北朝鮮の最高クラスの軍人が亡命か 相次ぐ「エリート脱北」報道の背景は

「金正恩体制内部の不安要素が大きくなっているのではないか」と、韓国メディアは盛んに報じている。一方で…

韓国の聯合ニュースは4月11日、北朝鮮軍(朝鮮人民軍)の偵察総局出身の大佐が、韓国に亡命していたと報じた。

東亜日報によれば、この大佐は2015年7月8日に亡命した。偵察総局は、対外・対韓国の工作任務を扱う部署で、組織上は総参謀部に属するが、聯合ニュースによれば、金正恩第1書記が直轄しており、北朝鮮軍の核心部署で「偵察総局の大佐は一般部隊の中将に相当する」(対北朝鮮消息筋)という。

また、この「対北朝鮮消息筋」は、この大佐が「対韓国への工作任務を担当していた」として「これまで脱北してきた北朝鮮軍の中では最高位クラスであり、対南工作について詳細に供述している」と、聯合ニュースに説明している。

また、東亜日報は11日付の記事で、アフリカ駐在の北朝鮮外交官の一家4人が、2015年5月ごろに韓国に亡命していたと報じた。

いずれも11日の記者会見で韓国統一省報道官が事実関係を認めた。

2009年、中国・丹東にある北朝鮮レストラン。朝鮮料理を提供し、従業員がステージで歌を歌う。

8日には、海外にある北朝鮮レストランで働いていた従業員13人が集団で韓国に亡命したことを、統一省が明らかにした。統一省はレストランの所在地を明らかにしなかったが、韓国メディアは「中国・浙江省の寧波」と具体的な場所が報じられている。

軍の要職にある人物はもちろん、海外での活動を認められた外交官や、外貨を稼ぐために海外で運営しているレストランの従業員はいずれも、金正恩体制を支えてきたエリート層や特権階級に属する人々とみられ、「金正恩体制内部の不安要素が大きくなっているのではないか」(聯合ニュース)と、韓国メディアは盛んに報じている。

■相次ぐ「エリート脱北」報道の背景に選挙?

1987年12月15日、韓国に護送される大韓航空機爆破事件の金賢姫容疑者。大統領選挙の前日だった。
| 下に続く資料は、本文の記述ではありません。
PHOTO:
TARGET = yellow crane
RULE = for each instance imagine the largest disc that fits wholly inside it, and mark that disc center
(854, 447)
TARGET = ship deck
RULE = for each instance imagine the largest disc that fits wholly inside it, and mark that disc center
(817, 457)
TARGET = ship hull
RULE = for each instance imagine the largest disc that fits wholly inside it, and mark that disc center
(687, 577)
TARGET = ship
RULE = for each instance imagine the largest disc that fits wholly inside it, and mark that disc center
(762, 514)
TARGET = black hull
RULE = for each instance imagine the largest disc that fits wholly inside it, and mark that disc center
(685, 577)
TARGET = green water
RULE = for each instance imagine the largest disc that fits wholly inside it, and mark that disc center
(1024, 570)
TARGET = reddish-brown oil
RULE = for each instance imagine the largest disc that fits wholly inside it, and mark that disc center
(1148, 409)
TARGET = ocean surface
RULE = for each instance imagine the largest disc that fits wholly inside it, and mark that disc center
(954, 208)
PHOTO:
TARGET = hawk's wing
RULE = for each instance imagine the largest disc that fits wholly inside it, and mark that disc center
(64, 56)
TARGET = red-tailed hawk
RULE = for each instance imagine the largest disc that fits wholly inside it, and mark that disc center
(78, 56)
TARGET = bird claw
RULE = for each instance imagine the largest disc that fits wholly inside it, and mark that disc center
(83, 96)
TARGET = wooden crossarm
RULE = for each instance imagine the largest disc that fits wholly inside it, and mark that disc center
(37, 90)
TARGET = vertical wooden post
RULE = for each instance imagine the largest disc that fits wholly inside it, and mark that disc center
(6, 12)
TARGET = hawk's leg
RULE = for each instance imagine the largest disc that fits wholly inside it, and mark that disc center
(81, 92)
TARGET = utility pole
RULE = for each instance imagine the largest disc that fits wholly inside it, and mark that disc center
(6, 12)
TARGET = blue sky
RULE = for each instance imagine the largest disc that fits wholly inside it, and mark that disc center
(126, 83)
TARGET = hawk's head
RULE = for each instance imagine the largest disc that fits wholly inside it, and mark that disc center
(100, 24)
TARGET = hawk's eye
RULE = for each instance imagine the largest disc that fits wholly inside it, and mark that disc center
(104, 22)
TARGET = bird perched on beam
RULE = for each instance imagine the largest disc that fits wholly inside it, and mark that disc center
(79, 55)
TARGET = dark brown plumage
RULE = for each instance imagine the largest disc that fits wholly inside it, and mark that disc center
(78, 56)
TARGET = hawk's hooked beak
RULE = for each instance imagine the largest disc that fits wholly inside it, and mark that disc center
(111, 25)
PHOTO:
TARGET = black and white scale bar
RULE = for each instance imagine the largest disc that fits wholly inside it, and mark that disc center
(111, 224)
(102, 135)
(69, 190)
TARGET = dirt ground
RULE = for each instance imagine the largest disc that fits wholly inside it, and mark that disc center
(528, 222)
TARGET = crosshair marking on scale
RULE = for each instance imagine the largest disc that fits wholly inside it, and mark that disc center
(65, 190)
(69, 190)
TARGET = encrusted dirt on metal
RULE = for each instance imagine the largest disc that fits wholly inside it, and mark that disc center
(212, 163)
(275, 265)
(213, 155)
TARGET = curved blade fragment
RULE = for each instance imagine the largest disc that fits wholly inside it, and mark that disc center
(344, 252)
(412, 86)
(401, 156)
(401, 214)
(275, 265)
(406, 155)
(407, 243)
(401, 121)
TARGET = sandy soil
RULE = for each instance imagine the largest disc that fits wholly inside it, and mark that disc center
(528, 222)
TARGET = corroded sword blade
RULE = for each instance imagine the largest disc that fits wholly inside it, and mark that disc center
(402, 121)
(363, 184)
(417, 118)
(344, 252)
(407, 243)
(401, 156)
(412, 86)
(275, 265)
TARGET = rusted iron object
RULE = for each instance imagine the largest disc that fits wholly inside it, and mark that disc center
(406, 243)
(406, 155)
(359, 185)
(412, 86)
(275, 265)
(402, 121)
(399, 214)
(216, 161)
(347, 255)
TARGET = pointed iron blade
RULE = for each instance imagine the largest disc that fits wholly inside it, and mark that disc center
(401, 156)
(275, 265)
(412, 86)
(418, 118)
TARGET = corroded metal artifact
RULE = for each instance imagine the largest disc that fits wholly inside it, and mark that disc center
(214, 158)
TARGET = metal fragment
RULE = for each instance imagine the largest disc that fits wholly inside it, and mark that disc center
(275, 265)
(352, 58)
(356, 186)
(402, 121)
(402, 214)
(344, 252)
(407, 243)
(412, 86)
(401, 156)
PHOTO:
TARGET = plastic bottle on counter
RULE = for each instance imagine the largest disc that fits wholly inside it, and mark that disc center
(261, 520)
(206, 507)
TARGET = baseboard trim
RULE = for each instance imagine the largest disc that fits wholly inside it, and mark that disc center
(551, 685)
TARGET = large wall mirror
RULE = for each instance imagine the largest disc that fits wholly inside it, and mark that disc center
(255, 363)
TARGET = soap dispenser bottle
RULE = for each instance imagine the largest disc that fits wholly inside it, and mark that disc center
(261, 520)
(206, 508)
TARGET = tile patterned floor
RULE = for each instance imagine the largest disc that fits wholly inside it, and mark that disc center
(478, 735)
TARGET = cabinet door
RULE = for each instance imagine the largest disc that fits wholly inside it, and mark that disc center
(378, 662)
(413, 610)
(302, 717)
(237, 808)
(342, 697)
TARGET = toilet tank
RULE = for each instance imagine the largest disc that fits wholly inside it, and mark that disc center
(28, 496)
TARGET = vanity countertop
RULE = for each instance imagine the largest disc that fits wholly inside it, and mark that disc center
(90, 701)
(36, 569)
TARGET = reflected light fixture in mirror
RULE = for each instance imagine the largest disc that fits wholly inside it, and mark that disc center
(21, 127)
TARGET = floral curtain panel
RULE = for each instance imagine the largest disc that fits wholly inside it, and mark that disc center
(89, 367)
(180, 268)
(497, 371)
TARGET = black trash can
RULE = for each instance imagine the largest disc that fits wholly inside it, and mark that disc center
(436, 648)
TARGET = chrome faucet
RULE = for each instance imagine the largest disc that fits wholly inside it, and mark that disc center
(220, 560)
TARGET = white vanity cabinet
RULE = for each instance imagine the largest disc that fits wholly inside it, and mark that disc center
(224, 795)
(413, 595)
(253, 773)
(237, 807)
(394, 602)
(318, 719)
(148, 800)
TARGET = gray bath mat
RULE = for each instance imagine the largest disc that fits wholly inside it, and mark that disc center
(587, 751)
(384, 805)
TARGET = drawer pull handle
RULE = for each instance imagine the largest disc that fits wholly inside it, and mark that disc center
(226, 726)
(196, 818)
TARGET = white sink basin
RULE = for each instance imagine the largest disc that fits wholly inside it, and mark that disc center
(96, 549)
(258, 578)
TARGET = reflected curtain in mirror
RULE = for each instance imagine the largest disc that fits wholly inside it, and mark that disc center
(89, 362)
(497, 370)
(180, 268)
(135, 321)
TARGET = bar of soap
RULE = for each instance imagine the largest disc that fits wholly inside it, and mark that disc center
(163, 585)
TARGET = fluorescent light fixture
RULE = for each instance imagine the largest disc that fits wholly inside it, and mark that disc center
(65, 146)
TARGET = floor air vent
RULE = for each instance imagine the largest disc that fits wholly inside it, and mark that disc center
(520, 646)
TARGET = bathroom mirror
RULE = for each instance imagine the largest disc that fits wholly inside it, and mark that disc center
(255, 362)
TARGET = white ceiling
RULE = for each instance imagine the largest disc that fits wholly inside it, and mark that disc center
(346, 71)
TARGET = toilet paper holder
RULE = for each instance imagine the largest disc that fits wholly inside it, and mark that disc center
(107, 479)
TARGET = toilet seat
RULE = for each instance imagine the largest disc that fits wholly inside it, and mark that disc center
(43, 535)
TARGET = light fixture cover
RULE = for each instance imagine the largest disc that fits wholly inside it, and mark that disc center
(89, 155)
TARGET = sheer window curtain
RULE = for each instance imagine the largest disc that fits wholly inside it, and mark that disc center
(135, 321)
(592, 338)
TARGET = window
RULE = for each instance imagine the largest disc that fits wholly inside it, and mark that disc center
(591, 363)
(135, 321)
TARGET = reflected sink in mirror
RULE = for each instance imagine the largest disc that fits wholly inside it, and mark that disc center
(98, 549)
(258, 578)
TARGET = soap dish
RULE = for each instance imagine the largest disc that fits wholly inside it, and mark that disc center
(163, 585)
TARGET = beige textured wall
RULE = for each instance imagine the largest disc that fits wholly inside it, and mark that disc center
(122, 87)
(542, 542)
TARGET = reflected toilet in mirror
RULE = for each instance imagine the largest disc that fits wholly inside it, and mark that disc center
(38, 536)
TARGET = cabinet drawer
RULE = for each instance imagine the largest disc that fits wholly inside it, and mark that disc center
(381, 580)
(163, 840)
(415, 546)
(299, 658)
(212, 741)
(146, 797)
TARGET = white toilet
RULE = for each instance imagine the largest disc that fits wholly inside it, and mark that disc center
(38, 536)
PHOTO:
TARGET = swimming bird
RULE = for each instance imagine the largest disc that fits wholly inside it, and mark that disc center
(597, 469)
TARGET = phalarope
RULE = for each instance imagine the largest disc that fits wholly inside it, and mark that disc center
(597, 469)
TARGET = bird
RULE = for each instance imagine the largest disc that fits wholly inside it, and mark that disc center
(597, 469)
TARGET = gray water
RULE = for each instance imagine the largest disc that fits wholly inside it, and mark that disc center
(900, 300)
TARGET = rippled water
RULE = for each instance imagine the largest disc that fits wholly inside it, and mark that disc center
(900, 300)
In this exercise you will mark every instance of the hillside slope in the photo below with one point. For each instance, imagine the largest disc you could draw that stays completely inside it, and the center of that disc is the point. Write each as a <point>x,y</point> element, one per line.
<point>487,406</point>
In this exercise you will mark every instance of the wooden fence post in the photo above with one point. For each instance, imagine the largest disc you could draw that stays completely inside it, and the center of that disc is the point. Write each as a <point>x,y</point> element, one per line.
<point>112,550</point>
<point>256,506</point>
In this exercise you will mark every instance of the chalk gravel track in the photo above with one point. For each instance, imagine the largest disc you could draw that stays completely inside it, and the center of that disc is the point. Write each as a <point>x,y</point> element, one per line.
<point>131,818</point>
韓国では、4月13日に国会議員の総選挙が投開票される。その2日前に、1年前の脱北をメディアが相次いで報じることに、与党側の意図を指摘する声もある。

韓国では「北風」と呼ばれ、選挙の直前に、北朝鮮の対南工作に関する新たな事件が発表されたり、北朝鮮が韓国を挑発したりして、選挙の情勢に影響を与えてきた。有名な例では、1987年11月、民主化後初の大統領選挙を目前に控えた時期に、大韓航空機爆破事件が起き、金賢姫容疑者が韓国に引き渡された。2012年の大統領選挙では「盧武鉉大統領が金正日総書記との南北首脳会談で語った」とされる内容が発表され、盧氏の側近だった野党候補が釈明に追われた。

今回も、会見で脱北の事実自体を「確認できない」と答えるのが通例だった統一省報道官が、事実関係を認めたことをメディアは「異例」とみている。野党第1党「共に民主党」の報道担当者は「これまで政府は『家族の安全が脅かされる』として脱北の事実自体を公表してこなかった。その前例に反する」と指摘。「総選挙で保守票を結集しようとして、発表を指示したとの疑惑を払拭できない」と批判した

集団脱北を巡っては「経済制裁が強まり、北朝鮮の体制にもう未来はないと思って脱出した」(東亜日報)といった韓国当局への供述も報じられている。保守系メディアは、開城工業団地の閉鎖など「韓国の独自制裁がある程度、影響を及ぼした」(東亜日報)といった見方を伝えている。

ハフポスト韓国版は「朴槿恵政権の対北朝鮮制裁が効果があると示すためだ。同時に、無党派層に訴え、与党優勢のため投票意欲が落ちている高年齢層を刺激しようとした可能性もある」と分析している。